MOYENS ANNEXES au présent arrêt
Moyens produits par Me Le Prado, avocat aux Conseils, pour M. X…
PREMIER MOYEN DE CASSATION
Il est fait grief à l’arrêt attaqué :
D’AVOIR débouté Monsieur X… de sa demande en décharge des compléments d’impôt de solidarité sur la fortune (ISF) mis à sa charge ;
AUX MOTIFS QUE l’administration n’est pas tenue, à la suite de la déchéance du régime de faveur en cause en l’espèce qui a profité à Monsieur et Madame X… au titre de leurs déclarations d’ISF de 1995 à 2003, de réclamer à Monsieur Y…, du fait de l’infraction au Code forestier dont il s’est rendu coupable, le complément de droits, intérêts et majorations prévus à l’article 1840 G II du CGI ; qu’en effet, la réglementation forestière, d’une part, et le droit fiscal, d’autre part, dont Monsieur X… revendique en l’espèce une application combinée au regard de l’appréciation de la déchéance de ce régime de faveur, ont un champ d’application distinct ; que c’est ainsi que la mise en cause de la responsabilité de Monsieur Y… (…) au titre de l’infraction au Code forestier qui a été constatée par procès-verbal, est sans incidence sur l’appréciation, strictement fiscale, de la rupture de l’engagement de bonne gestion antérieurement pris aux titres des articles 793, 885 D, 885 H et 1840 G bis du CGI, constaté suivant procès-verbal du 13 septembre 2004 ; qu’au surplus Monsieur X… qui est ainsi obligé indépendamment de l’auteur de l’infraction, n’est pas non plus fondé à se prévaloir des dispositions particulières visant le paiement des compléments de droits et pénalités exigibles en cas de non-respect des engagements pris par les redevables pour l’obtention de mesures fiscales de faveur ; qu’en effet, s’il est vrai qu’au regard de la solidarité au paiement des droits complémentaires et supplémentaires qui existe entre le bénéficiaire de l’avantage fiscal et ses ayants cause, l’acquéreur du bien peut être obligé à la place de celui qui a pris l’engagement de verser au trésor solidairement ces droits, cette solidarité au paiement ne modifie cependant pas les règles de déchéance et le redevable légal de l’impôt en résultant ;
ALORS QUE si l’engagement de bonne gestion pris au titre des articles 793, 885 D et 885 H du CGI est pris par le propriétaire du bien, pour lui et ses ayants-cause, cet engagement n’est pas contractuel mais est attaché au bien forestier lui-même, de telle sorte qu’en cas de non-respect de cet engagement, seul le propriétaire responsable de son non-respect, au jour de l’infraction, doit supporter toutes les conséquences fiscales de sa violation ; que la Cour d’appel, en faisant supporter à Monsieur X… les conséquences fiscales de la méconnaissance par le seul Monsieur Y…, acheteur du bien forestier, de ses obligations, a violé les dispositions combinées des articles 793-2-2°, 885 D et H et 1840 G II du CGI, et de l’article L. 8 du Code forestier.

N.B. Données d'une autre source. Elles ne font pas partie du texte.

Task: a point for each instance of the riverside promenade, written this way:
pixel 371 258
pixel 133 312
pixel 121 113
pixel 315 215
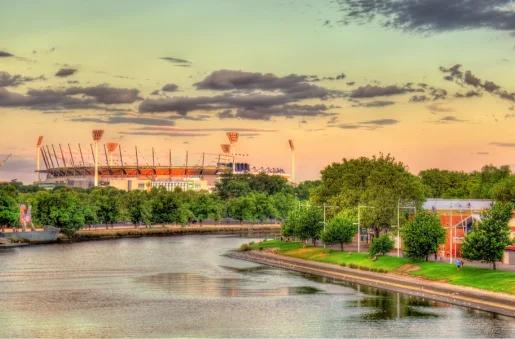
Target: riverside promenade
pixel 499 303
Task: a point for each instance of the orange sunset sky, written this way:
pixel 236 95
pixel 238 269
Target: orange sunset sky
pixel 430 82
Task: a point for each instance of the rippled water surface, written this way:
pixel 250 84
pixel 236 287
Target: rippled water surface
pixel 184 287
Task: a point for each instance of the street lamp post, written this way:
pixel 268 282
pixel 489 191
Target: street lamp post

SECOND MOYEN DE CASSATION (subsidiaire)Il est fait grief à l’arrêt attaqué :
D’AVOIR débouté Monsieur X… de sa demande en décharge des compléments d’impôt de solidarité sur la fortune (ISF) mis à sa charge ;
AUX MOTIFS QUE contrairement à ce qui est soutenu, le procès-verbal du 13 septembre 2004, auquel la proposition de rectification fait référence, comporte des constatations précises sur les parcelles cadastrales concernées par des coupes abusives, non autorisées, qui suffisent à démontrer que les services des impôts disposaient des éléments leur permettant de procéder à une rectification ;
ALORS QUE les constatations faites par les agents de la direction départementale de l’agriculture et de la forêt du Cher, dans leur procès-verbal du 13 septembre 2004, n’ont pas été totalement reprises par le vérificateur des impôts dans sa proposition de rectification, de telle sorte que les redressements litigieux ne sauraient être considérés comme ayant été calculés à partir de la superficie sur laquelle le manquement ou l’infraction a été constaté ; qu’en s’abstenant de répondre aux conclusions de Monsieur X… invoquant cette discordance, la Cour d’appel a violé l’article 455 du Code de procédure civile ;
ET ALORS QUE les constatations faites par les agents de la direction départementale de l’agriculture et de la forêt du Cher, dans leur procès-verbal du 13 septembre 2004, n’ont pas été totalement reprises par le vérificateur des impôts dans sa proposition de rectification, de telle sorte que les redressements litigieux ne sauraient être considérés comme ayant été calculés à partir de la superficie sur laquelle le manquement ou l’infraction a été constaté ; que si elle a considéré implicitement que la rectification était conforme au procès-verbal du 13 septembre 2004, la Cour d’appel a dénaturé ledit procès-verbal et la proposition de rectification du 18 novembre 2005 et violé l’article 1134 du Code civil.